The sounds of war fill my ears, screams and pleas and snarls and groans creating such a cacophony of violence that I can't help but wonder how I ever thought this was a good idea. Then I see that Becca and I and the army we've recruited in the last year after running away have almost pushed the clans up against the canyon wall, with my father, the leader of the unified clans - they've only unified because we, in an attempt to bring peace and stop their war, prove a bigger threat to them than they do to each other - standing up on a high rock, shouting down commands.
Becca's father is dead - we found his body last week, his death because he decided to attack one of the peace parties we had sent and turn the negotiations between us and the clans into a full-out war - and, surprisingly, she didn't even cry over his death. She just requested I help her bury his body, and, after he was safely in the ground, she turned away and hasn't spoken about him since. That might just be because she doesn't really have time to mourn him, with all of the strategizing and negotiating and leading and fighting we've been doing.
She and I are officially married now - we married the night her father was killed, actually, because we knew that things were getting heated and we both wanted to die actually bonded to the other - but, of course, that won't really matter if neither one of us lives to see tomorrow. However, I'd say our chances of surviving are better than our chances of dying now, seeing as our army greatly outnumbers the clans' fighters and she and I are probably better fighters than most we've faced from the clans so far.
None of that stops Becca from getting dragged down by a clan fighter and nearly having her throat ripped out before the fighter is pulled off of her though, and it certainly doesn't stop the liquid icy numbness from running through my veins as I look at the puddle of blood growing around her head and know that she's going to die.
"Becca," I breathe, as I stare down at her and try my hardest not to cry as the numbness is replaced by sheer agony so powerful it feels like my heart is getting ripped out.
"Finish it, Ghost," she commands me softly, her eyes locked on mine. "Finish it, for me." She takes one more breath before closing her eyes and leaving me all alone in a battle that I thought I wanted but now hate with all of my heart.
However, Becca asked me to finish this, this revolution she and I started together, and so I will. I run through the animals fighting around me, completely oblivious of everything except for my goal: my father standing on top of the rock and giving orders, for his resistance after Becca's father was killed is the only reason why we're fighting today and why Becca is dead.

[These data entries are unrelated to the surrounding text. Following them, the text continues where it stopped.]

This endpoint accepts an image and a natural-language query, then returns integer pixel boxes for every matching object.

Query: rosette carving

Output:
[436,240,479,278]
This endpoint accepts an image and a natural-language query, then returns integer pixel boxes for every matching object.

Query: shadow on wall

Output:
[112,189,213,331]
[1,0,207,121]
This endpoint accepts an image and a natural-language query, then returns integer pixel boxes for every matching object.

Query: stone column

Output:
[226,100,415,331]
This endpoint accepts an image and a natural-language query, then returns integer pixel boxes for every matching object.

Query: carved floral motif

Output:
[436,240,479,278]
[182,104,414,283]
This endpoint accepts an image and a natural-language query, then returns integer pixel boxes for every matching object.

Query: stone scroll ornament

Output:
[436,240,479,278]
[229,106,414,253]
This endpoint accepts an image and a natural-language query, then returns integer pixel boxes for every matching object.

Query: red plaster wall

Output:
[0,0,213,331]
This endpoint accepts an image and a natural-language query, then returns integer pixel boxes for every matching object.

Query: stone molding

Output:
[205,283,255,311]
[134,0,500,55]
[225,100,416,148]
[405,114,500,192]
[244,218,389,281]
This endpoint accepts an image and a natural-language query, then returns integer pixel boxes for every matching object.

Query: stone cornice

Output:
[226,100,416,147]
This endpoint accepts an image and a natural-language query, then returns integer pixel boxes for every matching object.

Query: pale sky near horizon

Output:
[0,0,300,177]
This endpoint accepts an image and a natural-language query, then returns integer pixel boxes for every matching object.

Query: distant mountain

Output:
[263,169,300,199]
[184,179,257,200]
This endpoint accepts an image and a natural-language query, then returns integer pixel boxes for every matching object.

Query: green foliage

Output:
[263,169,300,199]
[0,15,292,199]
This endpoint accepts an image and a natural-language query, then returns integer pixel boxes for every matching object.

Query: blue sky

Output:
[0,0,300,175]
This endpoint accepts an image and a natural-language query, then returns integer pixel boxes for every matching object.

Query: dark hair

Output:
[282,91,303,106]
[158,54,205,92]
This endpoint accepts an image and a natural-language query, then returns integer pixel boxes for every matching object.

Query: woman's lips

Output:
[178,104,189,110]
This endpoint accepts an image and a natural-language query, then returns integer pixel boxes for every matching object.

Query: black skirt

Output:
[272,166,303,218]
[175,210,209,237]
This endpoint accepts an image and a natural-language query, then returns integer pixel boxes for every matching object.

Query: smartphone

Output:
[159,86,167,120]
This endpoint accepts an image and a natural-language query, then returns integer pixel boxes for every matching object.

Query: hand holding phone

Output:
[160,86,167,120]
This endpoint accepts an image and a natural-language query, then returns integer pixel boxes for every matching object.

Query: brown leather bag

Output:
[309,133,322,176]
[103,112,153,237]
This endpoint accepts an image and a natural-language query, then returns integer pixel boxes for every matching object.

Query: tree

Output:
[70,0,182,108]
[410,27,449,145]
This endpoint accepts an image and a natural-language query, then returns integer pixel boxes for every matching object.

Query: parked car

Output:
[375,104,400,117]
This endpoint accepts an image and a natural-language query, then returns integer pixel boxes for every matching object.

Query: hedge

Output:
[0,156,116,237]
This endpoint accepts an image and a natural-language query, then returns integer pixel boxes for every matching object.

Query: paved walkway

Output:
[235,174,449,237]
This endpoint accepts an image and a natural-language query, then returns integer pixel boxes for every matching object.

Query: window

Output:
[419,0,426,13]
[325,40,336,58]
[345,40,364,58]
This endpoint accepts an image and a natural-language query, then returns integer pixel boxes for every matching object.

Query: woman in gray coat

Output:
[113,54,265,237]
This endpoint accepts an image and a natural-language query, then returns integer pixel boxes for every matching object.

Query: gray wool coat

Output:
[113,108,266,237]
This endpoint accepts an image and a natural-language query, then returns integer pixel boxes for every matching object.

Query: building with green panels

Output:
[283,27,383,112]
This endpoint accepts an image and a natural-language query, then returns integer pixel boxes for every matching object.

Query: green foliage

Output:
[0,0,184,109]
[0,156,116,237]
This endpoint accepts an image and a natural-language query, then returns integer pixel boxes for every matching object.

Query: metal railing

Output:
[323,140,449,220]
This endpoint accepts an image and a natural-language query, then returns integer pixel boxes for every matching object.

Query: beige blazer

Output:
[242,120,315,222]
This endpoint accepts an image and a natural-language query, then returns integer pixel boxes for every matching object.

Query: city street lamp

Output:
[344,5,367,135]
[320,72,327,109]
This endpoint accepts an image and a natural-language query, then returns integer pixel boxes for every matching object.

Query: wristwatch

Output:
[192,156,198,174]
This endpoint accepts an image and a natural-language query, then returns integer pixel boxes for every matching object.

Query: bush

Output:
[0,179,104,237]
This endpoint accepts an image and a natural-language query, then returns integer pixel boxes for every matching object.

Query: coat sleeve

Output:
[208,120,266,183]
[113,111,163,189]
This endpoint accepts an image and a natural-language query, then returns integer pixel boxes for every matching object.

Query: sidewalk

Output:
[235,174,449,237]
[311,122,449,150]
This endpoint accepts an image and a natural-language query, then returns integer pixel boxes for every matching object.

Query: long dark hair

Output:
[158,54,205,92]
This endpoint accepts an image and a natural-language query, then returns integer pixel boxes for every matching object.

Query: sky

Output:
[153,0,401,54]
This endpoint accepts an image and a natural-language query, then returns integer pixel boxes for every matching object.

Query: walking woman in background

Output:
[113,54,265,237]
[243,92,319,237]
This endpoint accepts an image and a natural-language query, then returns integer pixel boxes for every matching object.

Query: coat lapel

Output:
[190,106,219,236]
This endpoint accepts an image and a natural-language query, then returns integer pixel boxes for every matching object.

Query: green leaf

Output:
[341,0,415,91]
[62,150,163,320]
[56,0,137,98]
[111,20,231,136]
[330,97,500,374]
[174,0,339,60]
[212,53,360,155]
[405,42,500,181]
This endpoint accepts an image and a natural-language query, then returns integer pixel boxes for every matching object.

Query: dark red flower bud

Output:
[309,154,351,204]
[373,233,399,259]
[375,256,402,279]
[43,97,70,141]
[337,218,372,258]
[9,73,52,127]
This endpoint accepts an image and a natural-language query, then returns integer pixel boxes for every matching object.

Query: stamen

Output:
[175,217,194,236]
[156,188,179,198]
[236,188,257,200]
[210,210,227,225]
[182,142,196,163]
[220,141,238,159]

A clan fighter leaps in my way, and I rip out its throat in one quick motion, bounding over the body and continuing towards my father. After a moment, I realize that the face was familiar, and it dimly occurs to me that I just killed my old best friend, Tom. However, nothing else matters now except for following Becca's orders, so I don't give that fact any more thought. I don't have time to think right now.
After a minute of picking my way through the crowd, killing whoever tried to stop me, I find myself standing at the base of the rock my father's on, with my father himself only a leap away. Taking a deep breath as the realization that I'm about to kill my own father, along with all of the other old friends I've already killed, washes over me, I steel myself against the notion of turning back by fixing an image of Becca dead in my mind, with her throat savaged and blood around her head like some evil halo, and telling myself that that is all his fault, that she commanded me to do this and so I owe it to her to follow her orders.
With that, I leap up onto the rock, and, as I lunge for my father's throat, I murmur under my breath, "
Sic semper tyrannis," thinking that it would make Becca proud.
Just as a side note,
sic semper tyrannis is Latin for "thus always to tyrants," essentially meaning "death to tyrants," and it originated from Marcus Brutus, Caesar's assassin. It was also said by John Wilkes Booth when he assassinated Abraham Lincoln.